Node Labels and Taints¶
To enforce resource-specific scheduling, Nodes have been configured with the following labels and taints:
-
CPU Nodes:
- Label:
elastisys.io/node-group=worker
- Taint: None
- These Nodes serve as the default option for general workloads and require no additional configuration in Pod specifications.
- Label:
-
GPU Nodes:
- Labels:
elastisys.io/node-type=gpu
elastisys.io/node-group=gpu-worker
- Taint:
elastisys.io/node-type=gpu:NoSchedule
- These Nodes are reserved exclusively for workloads requiring GPU resources. To schedule Pods on GPU Nodes, specific node affinity and toleration must be configured in the Pod definition.
- Labels:
By using these labels and taints, we ensure that:
- General workloads remain on CPU Nodes by default.

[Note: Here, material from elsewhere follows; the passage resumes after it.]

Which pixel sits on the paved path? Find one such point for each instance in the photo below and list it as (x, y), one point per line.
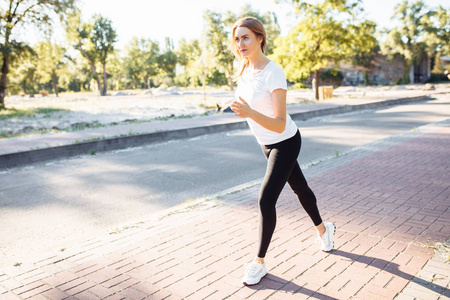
(390, 201)
(41, 147)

- Only workloads explicitly configured to use
GPUs
are scheduled on GPU Nodes.
For Elastisys Self-Managed Customers
Elastisys can help you ensure that your GPU Nodes are labeled and tainted as described in this page. This prevents workloads from unintentionally consuming GPU resources, thereby avoiding unnecessary expenses.

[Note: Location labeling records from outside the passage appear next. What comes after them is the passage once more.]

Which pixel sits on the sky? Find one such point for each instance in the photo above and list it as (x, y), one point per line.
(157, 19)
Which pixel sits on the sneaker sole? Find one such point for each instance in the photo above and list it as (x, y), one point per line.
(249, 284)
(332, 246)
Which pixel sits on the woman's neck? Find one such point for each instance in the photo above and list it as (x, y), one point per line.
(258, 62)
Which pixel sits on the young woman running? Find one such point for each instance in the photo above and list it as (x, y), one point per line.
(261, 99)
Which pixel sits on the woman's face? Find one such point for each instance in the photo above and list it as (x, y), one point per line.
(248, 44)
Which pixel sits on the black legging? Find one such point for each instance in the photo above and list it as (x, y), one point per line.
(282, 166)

How to Configure GPU Workloads¶
Application developers who need to deploy workloads on GPU Nodes must include the appropriate affinity and toleration settings in the Pod specification. Below is an example configuration:
spec:
affinity:
nodeAffinity:
requiredDuringSchedulingIgnoredDuringExecution:
nodeSelectorTerms:
- matchExpressions:
- key: elastisys.io/node-type
operator: In
values:
- gpu
tolerations:
- effect: NoSchedule
key: elastisys.io/node-type
operator: Equal
value: gpu
This configuration ensures the workload is scheduled only on GPU Nodes.

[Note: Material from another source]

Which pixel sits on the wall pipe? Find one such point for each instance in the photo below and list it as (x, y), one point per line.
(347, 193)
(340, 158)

Advanced example Scenario¶
Let’s imagine you have a workload that specifically requires a GPU flavor called Standard_B2s
.
You want to ensure this workload is scheduled exclusively on Nodes with this GPU type. Here’s how you can achieve this:
- Ask your platform administrator, or if you're an Elastisys Managed Service Customer you can file a service ticket here and ask to add a new GPU flavor
Standard_B2s
and a label to that GPU Node likenode.kubernetes.io/instance-type=Standard_B2s
- Modify the workload manifest file to include the additional label. The updated manifest would look like this:
spec:
affinity:
nodeAffinity:
requiredDuringSchedulingIgnoredDuringExecution:
nodeSelectorTerms:
- matchExpressions:
- key: elastisys.io/node-type
operator: In
values:
- gpu
- key: node.kubernetes.io/instance-type
operator: In
values:
- Standard_B2s
tolerations:
- effect: NoSchedule
key: elastisys.io/node-type
operator: Equal
value: gpu
This configuration ensures that the workload is only scheduled on GPU Nodes labeled with both elastisys.io/node-type=gpu
and node.Kubernetes.io/instance-type=Standard_B2s
.
Note
If your cluster is using the cluster autoscaling feature and there's currently not enough resources, the autoscaler will create one for you. It might take a couple of minutes for the new Node to join the cluster and to install all the pre-requisites.